The weather had turned cooler again, and they stayed indoors all morning. Mal had bought a book in Paul's Yard which he thought Sandy might like. Something to dispel evil humours, and bring his thoughts to greater order and harmony.
"'
The Whetstone of Wit
'," Sandy read out, "'which is the second part of Arithmetic: containing the extraction of roots; the cossike practice, with the rule of equation; and the works of surd numbers'." He looked up at Mal. "It's just abridged Euclid, you know."
"You've read it."
He tried to keep the disappointment out of his voice, but Sandy knew him too well.
"I've read everything here a hundred times." He gestured to the small pile of volumes by his bed. "Something twice- or thrice-read will seem fresh in comparison."
Sandy settled down to read the mathematics treatise whilst Mal took out his lute. It took some time to tune, being so sensitive to the changes in the weather. The room was oppressively warm now, and he wondered if he should suggest they go outside, but it was looking like rain again. August was always a race to get the harvest in before the heavens opened.
He started as Sandy clapped his book shut with a loud thump.

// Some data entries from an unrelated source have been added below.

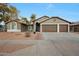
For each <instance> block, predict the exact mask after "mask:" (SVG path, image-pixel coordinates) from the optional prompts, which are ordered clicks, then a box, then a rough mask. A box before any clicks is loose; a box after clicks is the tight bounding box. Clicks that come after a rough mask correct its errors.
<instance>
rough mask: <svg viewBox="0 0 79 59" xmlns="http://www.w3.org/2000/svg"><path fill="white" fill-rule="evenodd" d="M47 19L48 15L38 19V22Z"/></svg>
mask: <svg viewBox="0 0 79 59" xmlns="http://www.w3.org/2000/svg"><path fill="white" fill-rule="evenodd" d="M46 19H49V18H48V17H43V18H40V19H39V20H37V21H36V22H39V23H40V22H42V21H44V20H46Z"/></svg>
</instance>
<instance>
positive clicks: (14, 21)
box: [6, 20, 26, 24]
mask: <svg viewBox="0 0 79 59" xmlns="http://www.w3.org/2000/svg"><path fill="white" fill-rule="evenodd" d="M13 21H14V22H18V23H21V24H26V23H24V22H21V21H19V20H10V21H7V22H6V24H7V23H10V22H13Z"/></svg>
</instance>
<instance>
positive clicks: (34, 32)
mask: <svg viewBox="0 0 79 59" xmlns="http://www.w3.org/2000/svg"><path fill="white" fill-rule="evenodd" d="M35 19H36V15H35V14H32V16H31V20H30V23H33V32H34V33H35V30H34V24H35Z"/></svg>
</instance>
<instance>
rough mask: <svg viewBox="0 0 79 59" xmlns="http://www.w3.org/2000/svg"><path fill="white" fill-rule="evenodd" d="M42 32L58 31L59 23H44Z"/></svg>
mask: <svg viewBox="0 0 79 59" xmlns="http://www.w3.org/2000/svg"><path fill="white" fill-rule="evenodd" d="M42 32H57V25H42Z"/></svg>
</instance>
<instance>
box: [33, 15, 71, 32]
mask: <svg viewBox="0 0 79 59" xmlns="http://www.w3.org/2000/svg"><path fill="white" fill-rule="evenodd" d="M70 23H71V22H69V21H67V20H64V19H62V18H60V17H51V18H49V17H48V16H43V17H40V18H38V19H36V21H34V24H33V26H34V30H35V31H36V32H70Z"/></svg>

"No," Sandy whispered, turning pale.
"What is it?"
Mal went to the door and pressed his ear against the rough wood. A burst of laughter came from downstairs. Not the hysterical shrieks and giggles of the inmates, but a colder, more mocking sound. Visitors.
He looked around. Mistress Cooke had locked the door as usual, but what if she opened it from the outside? Surely she would not do that with Mal in here, but if one of the gentlemen flashed a little gold in her direction, she might think it worth the risk.